San Francisco-based breast cancer biotech Olema Oncology has priced its initial public offering (IPO) of 11,000,000 common shares at a public price of $19.00 per share, a price the company expects to lead to gross proceeds of $209.0 million.
In the IPO announcement, Olema Oncology notes it has granted the underwriters a 30-day option to buy up to 1,650,000 more common stock shares at the IPO price. The company plans to list on the Nasdaq under OLMA. Lead managers of the deal include J.P. Morgan, Jefferies, Cowen and Canaccord Genuity. Trading started November 19, with a closing date set for November 23.
Olema Oncology, a clinical-stage biopharmaceutical company focused on the research and development of targeted treatments for women’s cancers, previously secured $54 million in an oversubscribed Series B financing round in July 2020. And in early October, the company raised $85 million in Series C financing, which is being used to advance Olema Oncology’s lead product candidate, OP-1250, in clinical trials.
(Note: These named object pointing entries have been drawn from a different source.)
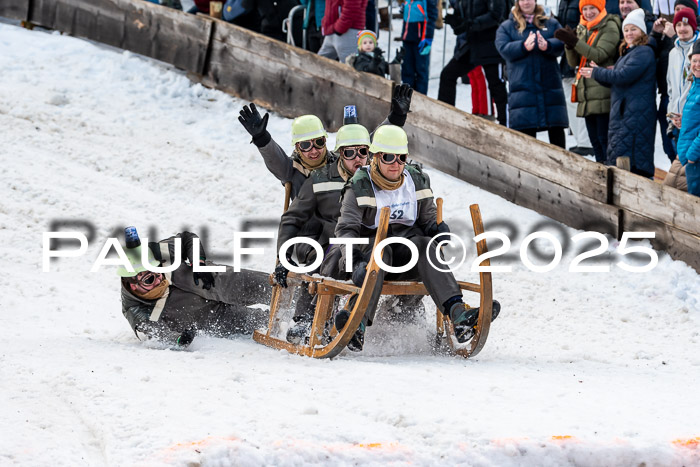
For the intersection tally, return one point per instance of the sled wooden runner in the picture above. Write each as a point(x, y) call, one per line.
point(326, 342)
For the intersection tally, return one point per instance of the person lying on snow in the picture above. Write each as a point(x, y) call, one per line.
point(390, 182)
point(172, 307)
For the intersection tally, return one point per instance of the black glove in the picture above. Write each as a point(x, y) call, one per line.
point(207, 279)
point(281, 273)
point(359, 273)
point(436, 229)
point(254, 124)
point(400, 52)
point(567, 36)
point(400, 104)
point(186, 338)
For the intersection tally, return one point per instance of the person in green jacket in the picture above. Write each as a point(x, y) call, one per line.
point(595, 41)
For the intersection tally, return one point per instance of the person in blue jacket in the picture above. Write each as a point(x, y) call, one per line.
point(419, 18)
point(536, 99)
point(633, 97)
point(689, 139)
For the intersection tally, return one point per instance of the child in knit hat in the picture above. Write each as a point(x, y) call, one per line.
point(369, 58)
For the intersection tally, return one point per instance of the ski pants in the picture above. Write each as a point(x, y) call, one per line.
point(440, 285)
point(462, 65)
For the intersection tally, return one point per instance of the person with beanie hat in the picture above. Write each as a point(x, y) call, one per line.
point(369, 58)
point(633, 97)
point(595, 40)
point(689, 139)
“We are pleased to have such strong support from our new and existing investors as we begin our next phase of growth as a clinical-stage company in pursuit of our mission to bring novel, potentially life-saving therapies to women affected by breast cancer,” according to a statement made by Olema Oncology’s President and Chief Executive Officer Sean P. Bohen, M.D., Ph.D. “We recently strengthened our executive team and Board with the appointment of leading industry experts and initiated a Phase 1/2 trial of OP-1250.”
OP-1250 is an orally available small molecule which acts as a complete estrogen receptor (ER) antagonist as well as a selective ER degrader. Olema Oncology is investigating the single-agent molecule in a Phase I/II trial to identify its activity, safety and potential efficacy for recurrent, locally advanced or metastatic ER-positive (ER+), human epidermal growth factor receptor 2 negative (HER2-) breast cancer.
“We are impressed by OP-1250 and the opportunity it presents in women’s oncology,” said Albert Cha, M.D., Ph.D., Partner at Vivo Capital, which led the $85 million Series C financing round. “With its oral formulation and differentiated profile, OP-1250 is poised to potentially overcome the limitations of current endocrine therapies for metastatic ER+ breast cancer and potentially become the endocrine therapy of choice to treat women with this type of cancer.”
In November, Olema Oncology announced that it has started a clinical trial studying OP-1250 in combination with Pfizer’s palbociclib in patients with recurrent, locally advanced or metastatic ER+, HER2- breast cancer. Terms of a non-exclusive agreement with Pfizer state that Olema Oncology will conduct the trial, while Pfizer will be responsible for supplying the study drug.
Just last month, however, Pfizer announced that its Phase III PENELOPE-B trial failed to demonstrate a benefit of palbociclib in the treatment of patients with early breast cancer with residual invasive disease after neoadjuvant chemotherapy. Participants in the study received one year of palbociclib plus at least five years of standard adjuvant endocrine therapy or placebo plus standard adjuvant endocrine therapy. The trial did not meet the primary endpoint of improved invasive disease-free survival, but no unexpected safety signals were observed.
During the summer, Pfizer’s recent Phase III PALLAS trial also found no benefit with palbociclib for improving invasive disease-free survival in patients with breast cancer. Shares of the company dipped 6% following the news of these findings.
In spite of these results, chief development officer in oncology for Pfizer Global Product Development, Chris Boshoff, noted that continued examination of the PENELOPE-B trial data might produce positive information about patient subgroups, holding out hope that the drug could prove useful for certain cases.